Altının karz/borç verilmesi caiz midir?
Altın, kendisi sarf edildikten sonra misli iade edilebilen mislî mallardandır. Dolayısıyla altının, cumhuriyet altını gibi tane ile alınıp satılanlarının sayı ile, 22 ayar bilezik gibi tartı ile alınıp satılanlarının ise tartı ile borç verilmesi caizdir. Fakat geri ödenirken eksiksiz-fazlasız, tam olarak alınanın misli verilmelidir. Aksi halde faizli işlem olur. Altının veresiye satılması ise caiz değildir.
Karz (borç verme) akdinde süre belirlenmesi faize (nesîe/veresiye faizine) yol açar mı?
Bazı âlimler karz akdinde süre belirlemenin nesîe (veresiye) faizine yol açacağını söylemektedirler (Kâsânî, Bedâiu’s-sanâi, VII, 396).
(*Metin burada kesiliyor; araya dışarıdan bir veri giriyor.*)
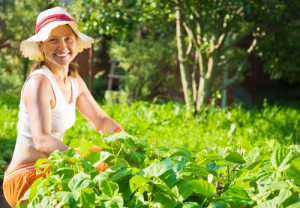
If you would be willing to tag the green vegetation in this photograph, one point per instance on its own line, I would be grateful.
(232, 153)
(143, 175)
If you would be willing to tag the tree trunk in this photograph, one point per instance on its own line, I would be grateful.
(184, 80)
(224, 90)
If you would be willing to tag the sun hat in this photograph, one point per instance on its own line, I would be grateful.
(46, 21)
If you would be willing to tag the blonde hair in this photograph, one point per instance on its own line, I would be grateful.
(73, 68)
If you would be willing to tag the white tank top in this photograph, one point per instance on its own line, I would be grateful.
(62, 115)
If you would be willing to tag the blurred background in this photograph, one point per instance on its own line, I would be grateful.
(185, 73)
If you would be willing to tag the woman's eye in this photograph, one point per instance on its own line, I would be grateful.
(52, 40)
(69, 39)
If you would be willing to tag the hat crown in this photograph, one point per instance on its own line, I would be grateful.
(52, 11)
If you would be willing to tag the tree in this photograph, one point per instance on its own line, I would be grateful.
(278, 44)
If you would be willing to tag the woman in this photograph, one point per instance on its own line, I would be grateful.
(49, 98)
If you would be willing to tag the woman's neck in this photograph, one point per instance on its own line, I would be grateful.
(60, 73)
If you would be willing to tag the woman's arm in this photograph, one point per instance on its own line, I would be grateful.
(37, 95)
(90, 109)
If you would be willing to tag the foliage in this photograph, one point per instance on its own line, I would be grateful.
(142, 175)
(146, 63)
(228, 148)
(278, 45)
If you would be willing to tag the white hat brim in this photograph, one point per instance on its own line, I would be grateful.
(30, 48)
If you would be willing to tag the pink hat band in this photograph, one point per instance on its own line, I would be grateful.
(51, 18)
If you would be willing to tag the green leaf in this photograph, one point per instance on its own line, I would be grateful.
(115, 202)
(283, 195)
(294, 171)
(81, 180)
(136, 182)
(122, 172)
(87, 197)
(98, 157)
(212, 167)
(160, 184)
(237, 195)
(219, 204)
(169, 177)
(85, 146)
(108, 188)
(234, 157)
(34, 188)
(203, 187)
(182, 190)
(162, 200)
(157, 169)
(191, 205)
(294, 205)
(280, 159)
(66, 197)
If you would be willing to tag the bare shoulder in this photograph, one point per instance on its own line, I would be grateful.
(37, 85)
(81, 84)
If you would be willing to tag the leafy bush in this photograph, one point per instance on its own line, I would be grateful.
(143, 175)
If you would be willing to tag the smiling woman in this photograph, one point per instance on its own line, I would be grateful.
(49, 98)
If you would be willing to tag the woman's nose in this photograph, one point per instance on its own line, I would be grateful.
(62, 44)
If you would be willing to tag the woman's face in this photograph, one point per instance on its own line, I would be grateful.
(60, 48)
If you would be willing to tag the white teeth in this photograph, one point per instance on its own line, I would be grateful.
(62, 55)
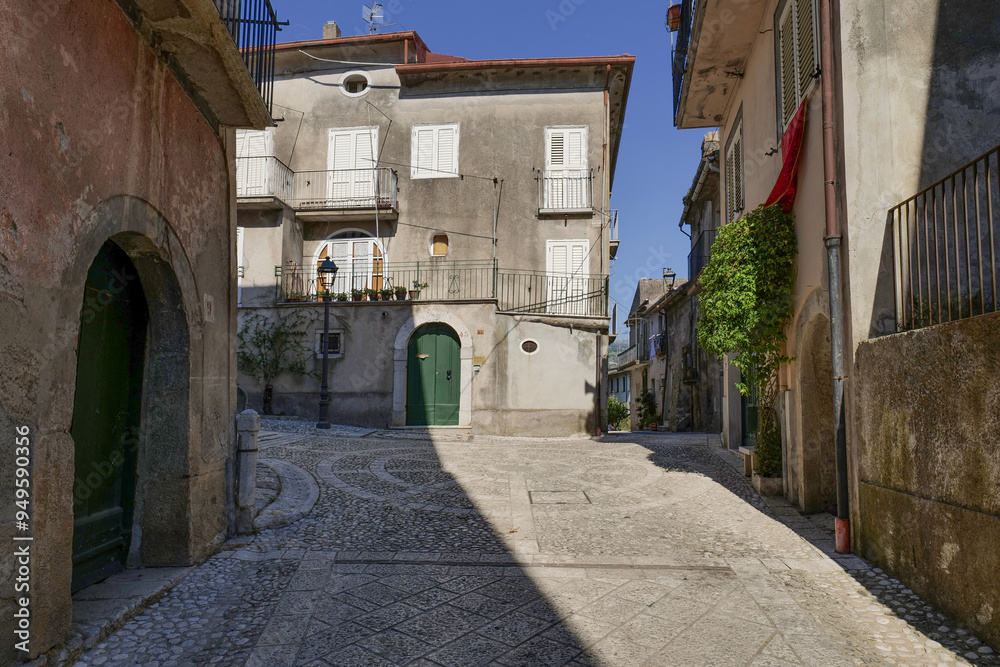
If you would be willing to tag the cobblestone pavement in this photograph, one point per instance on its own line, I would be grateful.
(633, 550)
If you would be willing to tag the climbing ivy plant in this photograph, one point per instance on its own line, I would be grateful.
(745, 304)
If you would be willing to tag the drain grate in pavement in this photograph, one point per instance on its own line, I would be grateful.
(559, 498)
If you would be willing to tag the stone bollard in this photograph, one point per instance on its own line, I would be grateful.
(247, 428)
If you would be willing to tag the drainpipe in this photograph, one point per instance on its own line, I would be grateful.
(832, 240)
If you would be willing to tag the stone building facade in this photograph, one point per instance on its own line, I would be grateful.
(117, 296)
(479, 190)
(898, 173)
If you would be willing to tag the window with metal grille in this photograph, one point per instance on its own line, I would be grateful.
(797, 55)
(734, 171)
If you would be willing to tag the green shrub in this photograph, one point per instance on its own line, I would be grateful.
(618, 413)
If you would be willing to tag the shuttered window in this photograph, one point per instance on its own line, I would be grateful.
(567, 277)
(434, 151)
(567, 185)
(797, 55)
(734, 173)
(351, 161)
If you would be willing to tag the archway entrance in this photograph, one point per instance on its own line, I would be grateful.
(433, 376)
(106, 415)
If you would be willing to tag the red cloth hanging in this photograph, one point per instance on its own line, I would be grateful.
(783, 193)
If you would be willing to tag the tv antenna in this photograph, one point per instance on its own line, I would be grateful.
(374, 16)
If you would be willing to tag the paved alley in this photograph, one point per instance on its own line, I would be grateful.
(649, 549)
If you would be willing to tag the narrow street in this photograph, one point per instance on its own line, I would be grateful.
(632, 550)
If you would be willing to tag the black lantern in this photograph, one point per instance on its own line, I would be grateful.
(328, 271)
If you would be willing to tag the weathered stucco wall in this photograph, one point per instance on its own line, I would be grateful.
(928, 414)
(505, 395)
(98, 140)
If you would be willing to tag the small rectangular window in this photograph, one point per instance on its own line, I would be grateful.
(734, 171)
(336, 344)
(440, 247)
(434, 151)
(796, 56)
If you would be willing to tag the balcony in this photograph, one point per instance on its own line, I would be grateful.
(946, 247)
(701, 252)
(514, 291)
(222, 51)
(565, 191)
(628, 357)
(339, 194)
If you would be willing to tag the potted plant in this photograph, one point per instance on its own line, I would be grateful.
(417, 286)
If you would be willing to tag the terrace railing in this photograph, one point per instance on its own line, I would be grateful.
(946, 242)
(701, 252)
(565, 190)
(514, 291)
(337, 189)
(254, 27)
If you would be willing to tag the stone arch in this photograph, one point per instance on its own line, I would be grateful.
(416, 320)
(162, 530)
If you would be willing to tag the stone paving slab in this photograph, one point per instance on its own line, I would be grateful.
(431, 552)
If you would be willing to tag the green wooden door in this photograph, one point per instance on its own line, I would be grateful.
(106, 416)
(433, 383)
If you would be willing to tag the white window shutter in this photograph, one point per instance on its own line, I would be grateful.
(446, 150)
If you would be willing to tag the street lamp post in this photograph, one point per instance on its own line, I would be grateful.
(328, 271)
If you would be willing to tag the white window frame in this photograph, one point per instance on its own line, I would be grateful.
(434, 171)
(567, 183)
(566, 292)
(735, 175)
(801, 91)
(318, 350)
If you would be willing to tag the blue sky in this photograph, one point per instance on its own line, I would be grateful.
(656, 162)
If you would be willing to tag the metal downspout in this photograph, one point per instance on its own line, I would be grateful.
(832, 240)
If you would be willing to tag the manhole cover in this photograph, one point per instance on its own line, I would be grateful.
(559, 498)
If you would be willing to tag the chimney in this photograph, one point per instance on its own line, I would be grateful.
(331, 30)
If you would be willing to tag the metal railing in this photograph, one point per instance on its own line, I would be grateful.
(552, 293)
(701, 252)
(681, 47)
(515, 291)
(945, 241)
(628, 356)
(254, 27)
(346, 189)
(316, 190)
(565, 189)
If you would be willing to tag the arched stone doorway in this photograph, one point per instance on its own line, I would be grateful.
(107, 412)
(433, 376)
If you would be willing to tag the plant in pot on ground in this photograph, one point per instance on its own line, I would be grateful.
(745, 304)
(648, 416)
(270, 346)
(618, 414)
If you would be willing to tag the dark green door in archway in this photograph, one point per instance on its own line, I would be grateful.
(106, 412)
(433, 384)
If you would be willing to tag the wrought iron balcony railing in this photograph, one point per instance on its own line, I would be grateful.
(254, 27)
(514, 291)
(701, 252)
(565, 190)
(336, 189)
(946, 242)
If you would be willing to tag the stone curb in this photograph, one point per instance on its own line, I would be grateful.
(299, 492)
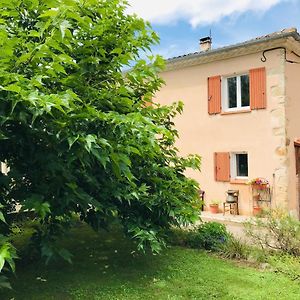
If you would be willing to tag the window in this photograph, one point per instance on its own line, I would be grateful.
(239, 165)
(239, 92)
(230, 166)
(235, 92)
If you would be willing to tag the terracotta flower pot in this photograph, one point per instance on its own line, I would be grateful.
(214, 208)
(257, 210)
(260, 186)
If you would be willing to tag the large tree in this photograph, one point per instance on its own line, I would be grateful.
(76, 129)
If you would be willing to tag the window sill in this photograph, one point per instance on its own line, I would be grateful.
(242, 111)
(238, 181)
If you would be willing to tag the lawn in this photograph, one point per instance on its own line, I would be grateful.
(105, 266)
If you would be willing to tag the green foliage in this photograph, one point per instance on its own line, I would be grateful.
(208, 235)
(7, 260)
(235, 248)
(287, 265)
(75, 129)
(105, 266)
(276, 231)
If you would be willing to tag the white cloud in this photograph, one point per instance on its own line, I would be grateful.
(197, 12)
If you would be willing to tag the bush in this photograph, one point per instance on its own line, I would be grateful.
(209, 236)
(276, 231)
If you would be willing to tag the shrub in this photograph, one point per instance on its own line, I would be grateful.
(208, 236)
(276, 231)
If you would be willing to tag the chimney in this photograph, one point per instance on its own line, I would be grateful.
(205, 44)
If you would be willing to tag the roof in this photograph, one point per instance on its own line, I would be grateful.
(266, 39)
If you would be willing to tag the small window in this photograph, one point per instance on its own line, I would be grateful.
(236, 92)
(239, 165)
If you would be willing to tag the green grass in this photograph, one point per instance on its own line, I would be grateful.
(105, 266)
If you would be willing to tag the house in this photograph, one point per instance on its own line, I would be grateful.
(242, 116)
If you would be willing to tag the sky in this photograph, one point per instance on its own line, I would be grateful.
(181, 23)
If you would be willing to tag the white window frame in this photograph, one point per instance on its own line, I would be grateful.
(225, 98)
(233, 166)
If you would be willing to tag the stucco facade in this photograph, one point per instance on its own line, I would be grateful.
(266, 135)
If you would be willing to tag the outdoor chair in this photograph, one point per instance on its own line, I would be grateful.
(232, 202)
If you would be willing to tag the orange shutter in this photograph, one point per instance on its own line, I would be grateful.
(214, 95)
(222, 166)
(258, 97)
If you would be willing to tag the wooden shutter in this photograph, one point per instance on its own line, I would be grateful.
(214, 95)
(222, 166)
(258, 99)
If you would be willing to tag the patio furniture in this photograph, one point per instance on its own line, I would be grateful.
(232, 202)
(201, 197)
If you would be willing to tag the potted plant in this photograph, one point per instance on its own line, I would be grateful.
(214, 206)
(257, 210)
(259, 183)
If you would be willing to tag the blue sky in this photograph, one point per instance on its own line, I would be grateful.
(180, 23)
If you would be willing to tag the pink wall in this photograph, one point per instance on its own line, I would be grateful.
(293, 129)
(261, 132)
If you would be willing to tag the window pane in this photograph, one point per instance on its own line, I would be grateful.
(242, 165)
(232, 101)
(245, 90)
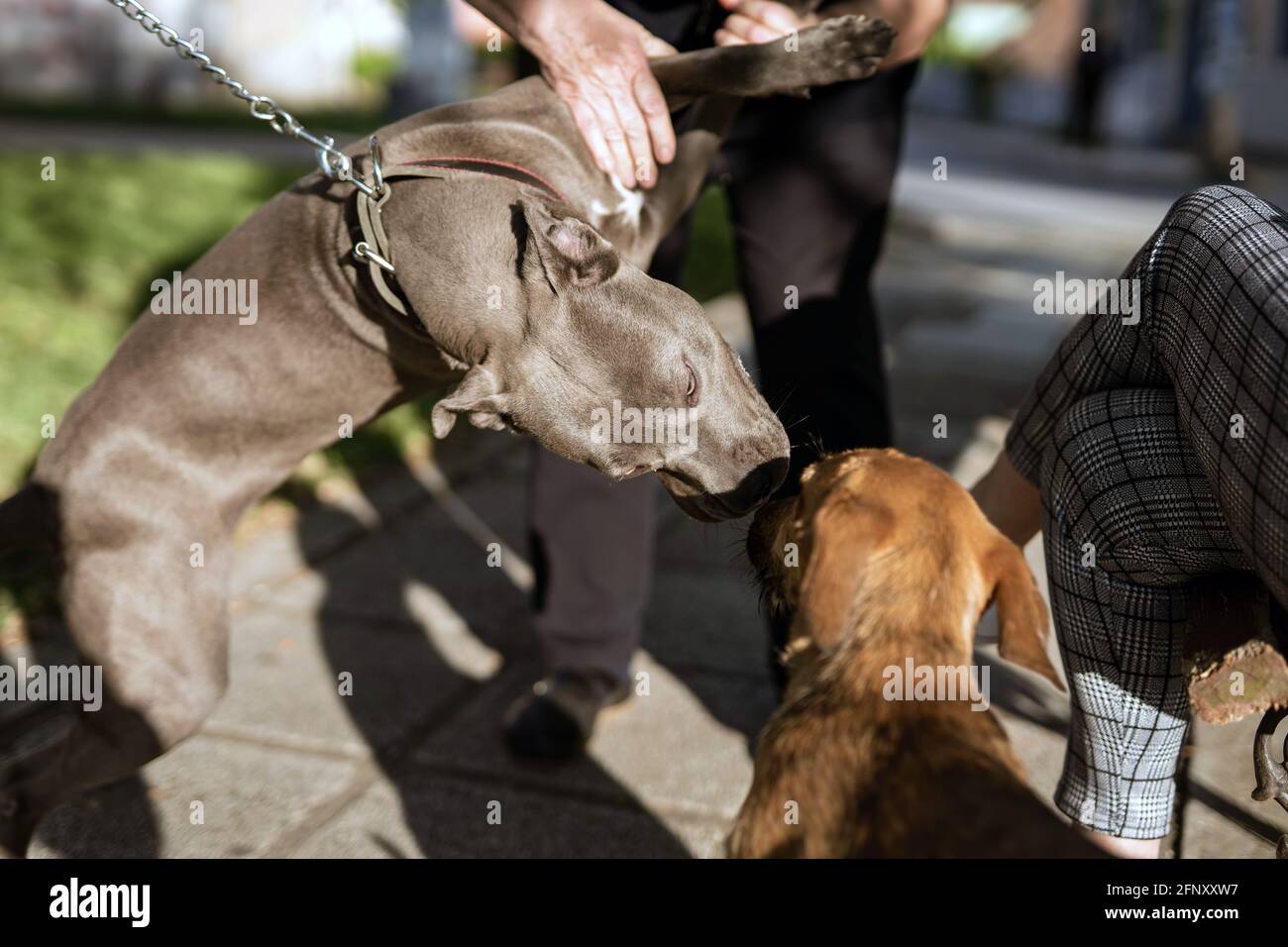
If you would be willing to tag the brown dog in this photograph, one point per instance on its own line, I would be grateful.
(887, 564)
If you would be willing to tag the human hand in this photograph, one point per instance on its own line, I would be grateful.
(596, 62)
(759, 21)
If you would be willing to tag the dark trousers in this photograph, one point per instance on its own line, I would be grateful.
(809, 187)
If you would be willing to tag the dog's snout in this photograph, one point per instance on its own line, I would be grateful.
(760, 484)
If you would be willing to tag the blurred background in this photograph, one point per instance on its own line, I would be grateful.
(1055, 159)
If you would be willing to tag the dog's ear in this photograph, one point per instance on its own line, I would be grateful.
(571, 252)
(1021, 616)
(844, 535)
(480, 395)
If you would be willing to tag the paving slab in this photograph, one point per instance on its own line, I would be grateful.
(249, 793)
(681, 748)
(451, 821)
(284, 684)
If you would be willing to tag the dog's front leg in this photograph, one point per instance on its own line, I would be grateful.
(716, 80)
(836, 51)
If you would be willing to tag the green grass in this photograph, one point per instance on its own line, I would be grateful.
(77, 254)
(711, 268)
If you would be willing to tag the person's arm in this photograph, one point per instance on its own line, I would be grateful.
(761, 21)
(596, 60)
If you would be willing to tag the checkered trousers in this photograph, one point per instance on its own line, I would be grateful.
(1162, 454)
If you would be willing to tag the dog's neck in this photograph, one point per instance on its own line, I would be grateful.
(884, 642)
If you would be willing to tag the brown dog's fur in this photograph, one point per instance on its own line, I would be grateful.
(894, 561)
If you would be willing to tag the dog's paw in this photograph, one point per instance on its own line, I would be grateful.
(844, 48)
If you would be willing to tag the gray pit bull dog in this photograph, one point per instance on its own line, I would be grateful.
(197, 416)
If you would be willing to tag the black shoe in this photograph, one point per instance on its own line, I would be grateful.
(555, 720)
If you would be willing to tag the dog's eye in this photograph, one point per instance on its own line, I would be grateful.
(691, 392)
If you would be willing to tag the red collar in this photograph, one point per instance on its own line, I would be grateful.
(502, 169)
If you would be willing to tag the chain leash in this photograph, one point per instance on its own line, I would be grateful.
(334, 162)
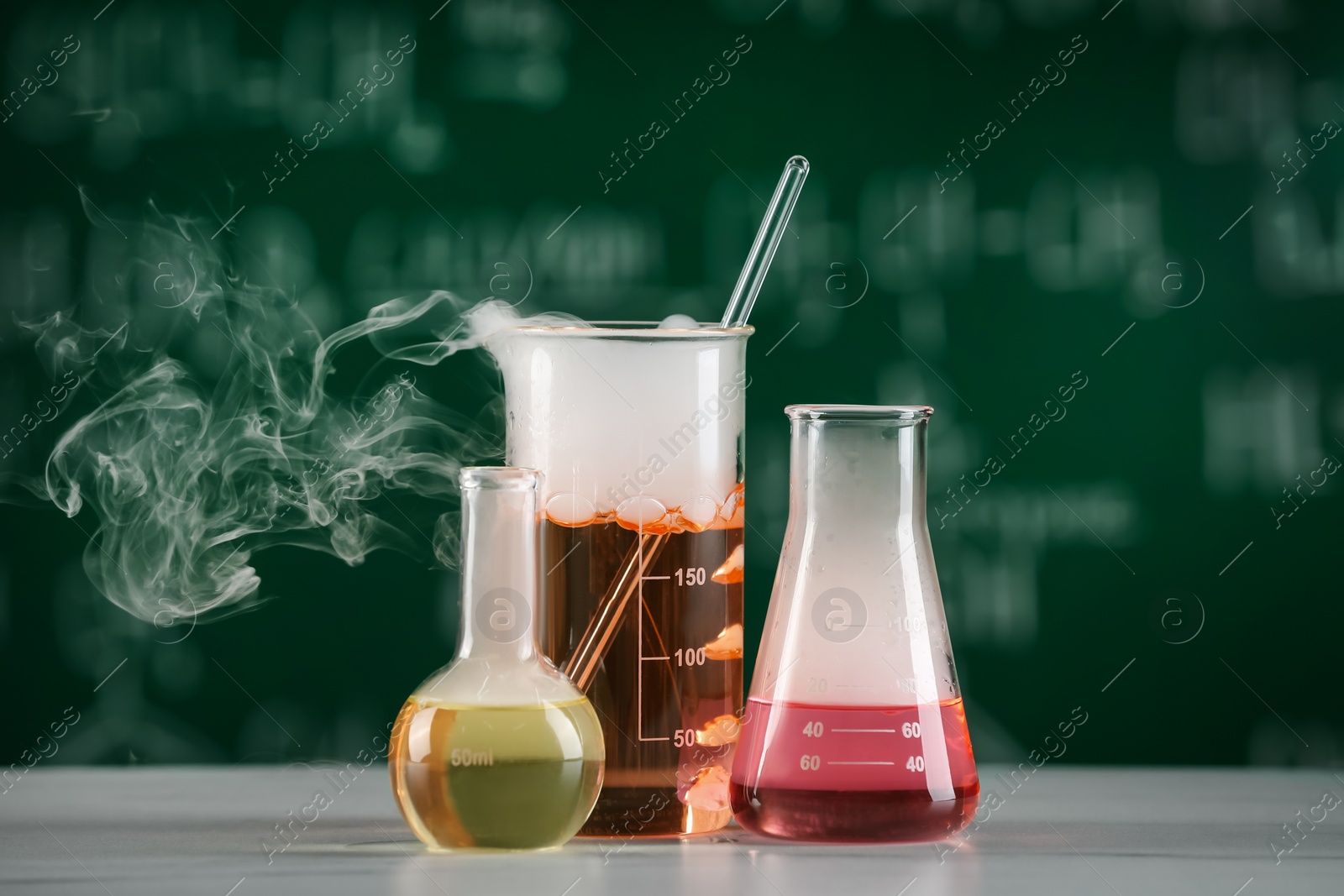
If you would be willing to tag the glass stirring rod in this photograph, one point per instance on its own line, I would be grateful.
(768, 239)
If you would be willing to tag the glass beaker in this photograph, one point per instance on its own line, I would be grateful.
(638, 432)
(855, 728)
(497, 750)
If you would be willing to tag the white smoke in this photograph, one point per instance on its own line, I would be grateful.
(190, 476)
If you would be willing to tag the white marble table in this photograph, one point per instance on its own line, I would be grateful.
(1066, 831)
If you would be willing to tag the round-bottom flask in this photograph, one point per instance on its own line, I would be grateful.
(855, 730)
(497, 750)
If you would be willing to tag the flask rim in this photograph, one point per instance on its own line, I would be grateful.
(628, 331)
(499, 477)
(860, 412)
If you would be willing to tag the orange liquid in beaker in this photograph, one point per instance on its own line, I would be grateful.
(669, 691)
(853, 774)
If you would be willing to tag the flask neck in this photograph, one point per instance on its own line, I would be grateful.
(499, 563)
(859, 476)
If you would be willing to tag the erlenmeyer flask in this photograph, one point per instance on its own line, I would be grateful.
(497, 750)
(855, 728)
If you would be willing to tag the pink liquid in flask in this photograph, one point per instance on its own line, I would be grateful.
(853, 774)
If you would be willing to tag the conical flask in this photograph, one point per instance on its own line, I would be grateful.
(497, 750)
(855, 728)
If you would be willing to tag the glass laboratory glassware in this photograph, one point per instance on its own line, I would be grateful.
(497, 750)
(638, 432)
(855, 730)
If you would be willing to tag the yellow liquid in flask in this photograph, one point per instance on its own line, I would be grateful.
(496, 777)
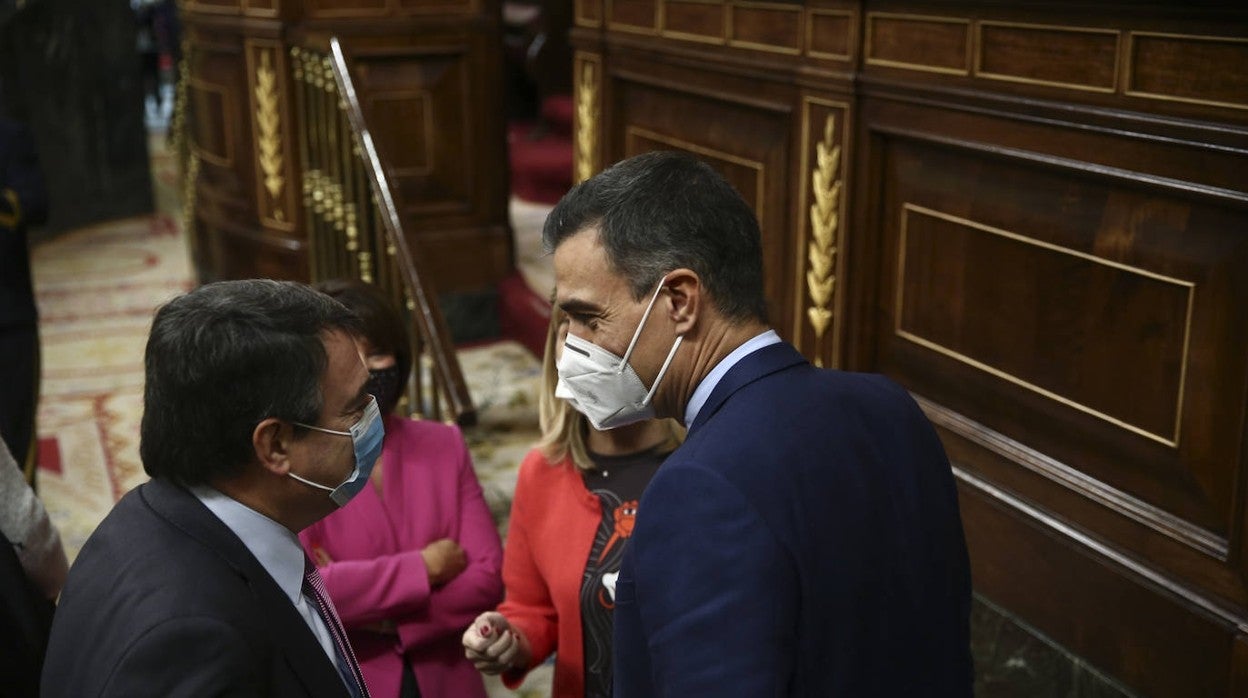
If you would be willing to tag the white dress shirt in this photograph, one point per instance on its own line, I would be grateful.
(278, 552)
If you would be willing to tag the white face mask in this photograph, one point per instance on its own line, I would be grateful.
(604, 387)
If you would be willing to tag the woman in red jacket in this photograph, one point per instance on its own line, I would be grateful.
(575, 501)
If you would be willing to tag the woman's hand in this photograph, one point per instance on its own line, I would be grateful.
(493, 646)
(444, 560)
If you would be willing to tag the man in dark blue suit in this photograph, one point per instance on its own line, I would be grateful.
(195, 583)
(806, 538)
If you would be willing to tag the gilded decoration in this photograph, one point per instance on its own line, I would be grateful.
(587, 119)
(824, 224)
(268, 130)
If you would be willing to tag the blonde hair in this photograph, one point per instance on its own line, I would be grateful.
(563, 428)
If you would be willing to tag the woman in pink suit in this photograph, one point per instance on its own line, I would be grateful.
(412, 560)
Ancak karz akdini her yönüyle bir mübadele (alım satım) akdi olarak kabul etmek mümkün değildir. Zira burada gerek borç alanın, gerekse borç verenin parayı değiştirme gibi bir niyetleri yoktur. Ayrıca paranın değiştirilmesinde hem mukriz (borç veren) hem de müstakriz (borç alan) için herhangi bir yarar da mevcut değildir. Bu nedenle akit esnasında bir fazlalık şart koşulmadığı sürece, karz akdinde süre belirlenmesi faize yol açmaz. Fakat belirlenen süre borç veren açısından bağlayıcı değildir.
Şayet süre belirlenmişse, borç veren kişinin, henüz süresi dolmadan alacağını istemesi caiz midir?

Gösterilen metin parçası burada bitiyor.